Fruitful channels may surprise

The most effective channel for a business to begin may not be the obvious one.

Although there are at least nineteen different channels a startup can discover customers through, a few often get priority because of the number of potential viewers or the ease of use. Online methods, in particular, are easy to get started (at least for the tech generations) and have billions of potential viewers. Even so, exploring all of the channel opportunities may reveal others that would yield more customers at this stage in your businesses growth.
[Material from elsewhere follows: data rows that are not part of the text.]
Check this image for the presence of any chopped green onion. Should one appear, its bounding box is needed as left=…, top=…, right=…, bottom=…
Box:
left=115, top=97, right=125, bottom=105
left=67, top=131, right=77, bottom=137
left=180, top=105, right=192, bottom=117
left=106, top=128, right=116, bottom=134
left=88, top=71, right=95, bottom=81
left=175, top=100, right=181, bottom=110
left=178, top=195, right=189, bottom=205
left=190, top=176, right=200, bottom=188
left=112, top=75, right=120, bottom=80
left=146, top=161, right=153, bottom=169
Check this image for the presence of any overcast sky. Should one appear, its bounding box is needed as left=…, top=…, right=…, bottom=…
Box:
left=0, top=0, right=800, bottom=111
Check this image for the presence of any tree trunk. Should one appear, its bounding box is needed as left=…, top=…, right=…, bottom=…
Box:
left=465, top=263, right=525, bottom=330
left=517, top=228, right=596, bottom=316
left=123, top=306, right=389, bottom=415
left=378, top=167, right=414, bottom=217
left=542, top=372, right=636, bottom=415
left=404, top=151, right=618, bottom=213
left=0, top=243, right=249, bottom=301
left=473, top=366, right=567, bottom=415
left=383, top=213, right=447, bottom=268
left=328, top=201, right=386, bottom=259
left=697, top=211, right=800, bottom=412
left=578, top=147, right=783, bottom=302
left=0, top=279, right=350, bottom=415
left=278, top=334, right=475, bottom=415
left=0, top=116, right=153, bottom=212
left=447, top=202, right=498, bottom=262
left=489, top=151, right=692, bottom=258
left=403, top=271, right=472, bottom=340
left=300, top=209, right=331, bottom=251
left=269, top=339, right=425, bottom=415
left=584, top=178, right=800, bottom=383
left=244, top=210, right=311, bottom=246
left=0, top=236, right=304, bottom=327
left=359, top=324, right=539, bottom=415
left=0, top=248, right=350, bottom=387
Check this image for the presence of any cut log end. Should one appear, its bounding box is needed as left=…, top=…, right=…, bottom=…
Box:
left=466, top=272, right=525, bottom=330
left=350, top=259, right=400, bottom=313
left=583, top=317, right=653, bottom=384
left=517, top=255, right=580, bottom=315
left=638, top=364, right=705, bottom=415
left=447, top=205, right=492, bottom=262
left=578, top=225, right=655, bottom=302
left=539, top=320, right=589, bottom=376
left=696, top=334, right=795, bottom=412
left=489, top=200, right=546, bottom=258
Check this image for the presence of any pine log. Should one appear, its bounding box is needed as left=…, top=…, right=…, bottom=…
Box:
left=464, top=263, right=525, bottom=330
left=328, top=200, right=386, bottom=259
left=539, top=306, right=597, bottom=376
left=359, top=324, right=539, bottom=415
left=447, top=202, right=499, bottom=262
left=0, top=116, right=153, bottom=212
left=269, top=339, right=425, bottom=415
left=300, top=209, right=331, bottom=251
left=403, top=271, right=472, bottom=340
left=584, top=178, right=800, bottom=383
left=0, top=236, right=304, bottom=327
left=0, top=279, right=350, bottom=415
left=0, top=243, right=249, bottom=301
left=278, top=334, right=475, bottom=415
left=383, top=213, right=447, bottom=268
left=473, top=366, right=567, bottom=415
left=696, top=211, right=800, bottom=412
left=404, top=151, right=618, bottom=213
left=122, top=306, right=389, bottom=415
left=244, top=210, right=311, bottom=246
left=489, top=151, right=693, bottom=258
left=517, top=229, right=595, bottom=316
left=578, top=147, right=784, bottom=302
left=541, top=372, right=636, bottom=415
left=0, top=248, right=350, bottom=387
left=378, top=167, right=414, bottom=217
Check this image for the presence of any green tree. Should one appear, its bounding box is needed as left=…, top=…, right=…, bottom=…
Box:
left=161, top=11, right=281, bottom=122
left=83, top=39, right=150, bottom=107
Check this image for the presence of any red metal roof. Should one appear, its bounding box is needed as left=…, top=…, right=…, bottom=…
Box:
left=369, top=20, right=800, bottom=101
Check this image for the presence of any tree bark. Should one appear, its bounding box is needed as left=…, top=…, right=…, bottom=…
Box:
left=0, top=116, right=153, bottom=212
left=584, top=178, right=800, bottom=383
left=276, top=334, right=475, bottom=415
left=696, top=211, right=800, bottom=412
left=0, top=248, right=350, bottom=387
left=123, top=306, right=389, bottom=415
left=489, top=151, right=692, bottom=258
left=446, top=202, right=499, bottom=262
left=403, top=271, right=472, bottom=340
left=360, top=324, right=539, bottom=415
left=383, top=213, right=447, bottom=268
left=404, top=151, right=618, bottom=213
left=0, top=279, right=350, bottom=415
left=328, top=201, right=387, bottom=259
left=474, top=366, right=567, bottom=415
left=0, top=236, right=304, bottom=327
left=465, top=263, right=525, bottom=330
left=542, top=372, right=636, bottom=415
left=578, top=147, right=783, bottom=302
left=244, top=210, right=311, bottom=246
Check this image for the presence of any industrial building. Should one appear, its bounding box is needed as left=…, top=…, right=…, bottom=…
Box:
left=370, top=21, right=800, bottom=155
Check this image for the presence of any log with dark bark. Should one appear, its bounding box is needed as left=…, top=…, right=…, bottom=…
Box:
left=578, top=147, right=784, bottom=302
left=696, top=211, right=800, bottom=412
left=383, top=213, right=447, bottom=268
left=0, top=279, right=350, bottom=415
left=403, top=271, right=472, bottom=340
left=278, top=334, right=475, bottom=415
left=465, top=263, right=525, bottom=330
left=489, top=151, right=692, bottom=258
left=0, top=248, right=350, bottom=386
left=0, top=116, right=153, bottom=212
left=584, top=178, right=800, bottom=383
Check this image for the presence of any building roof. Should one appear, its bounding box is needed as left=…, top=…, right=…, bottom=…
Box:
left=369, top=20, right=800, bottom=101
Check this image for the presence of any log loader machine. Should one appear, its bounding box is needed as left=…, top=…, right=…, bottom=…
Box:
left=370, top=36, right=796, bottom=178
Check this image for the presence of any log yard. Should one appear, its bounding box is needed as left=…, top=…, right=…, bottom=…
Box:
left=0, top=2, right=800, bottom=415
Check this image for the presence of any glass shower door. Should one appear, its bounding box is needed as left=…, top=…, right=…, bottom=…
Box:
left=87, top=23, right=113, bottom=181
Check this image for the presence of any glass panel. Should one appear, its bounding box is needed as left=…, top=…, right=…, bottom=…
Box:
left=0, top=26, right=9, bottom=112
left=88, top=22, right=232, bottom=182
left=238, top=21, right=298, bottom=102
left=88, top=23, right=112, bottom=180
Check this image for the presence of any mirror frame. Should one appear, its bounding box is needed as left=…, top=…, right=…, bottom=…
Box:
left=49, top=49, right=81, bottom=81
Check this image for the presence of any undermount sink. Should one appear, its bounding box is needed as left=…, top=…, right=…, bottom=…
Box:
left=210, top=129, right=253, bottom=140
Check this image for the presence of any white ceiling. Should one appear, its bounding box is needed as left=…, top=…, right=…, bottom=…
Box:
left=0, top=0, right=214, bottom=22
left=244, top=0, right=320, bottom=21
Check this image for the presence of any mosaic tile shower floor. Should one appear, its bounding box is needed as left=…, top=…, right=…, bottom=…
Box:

To use my beads-in-a-bucket analogy again, selecting a channel to press into is like seeing nineteen buckets and not knowing which one has the most beads in it. You may assume that the online bucket has the most beads; after all, it’s a HUGE bucket!, but after your hole is drilled you may find out there’s just a few rolling around the bottom. If you open up a few select buckets you may find one pours out beads readily. That’s the one you want to drill for all it’s worth.

The emphasis Weinberg and Mares place on the growth curve of the startup is a valuable component when considering which channel to choose (Weinberg, pg. 14). Too easily one could select a channel based on its potential or because established companies have had success with that channel and lose sight of the need to gain many customers early, by whatever channel, in order to launch effectively. Even if that means selecting a channel that you suspect will have a lower total customer count, such as billboards or trade shows, these channels should not be overlooked. There’s a chance that the channel no one in your field is pursuing may be the best for your startup to gain momentum so that, when you have hit the saturation point you’ll be ready to enter the next channel with an established user base.

The correlation between lean startup methods for product development and similar methods for customer development makes Traction a clear and effective book for me. There’s a sense of experimentation with the acquisition of customers, and the sense that the product needn’t be perfect before you get customers using it fits well with the Minimum Viable Product (MVP) approach.

I am reticent to try channels that I don’t have familiarity in, however, which makes the admonition to “not dismiss any traction channel” ((Weinberg, pg. 20)) one that I need to hear. I could stand up a website in a couple weeks, but executing a publicity stunt is daunting. A sense of the customers will make a difference in selecting the channel, for example, a newspaper ad may be the most effective for fifty-year-old business people who ride the Metra to work in downtown Chicago.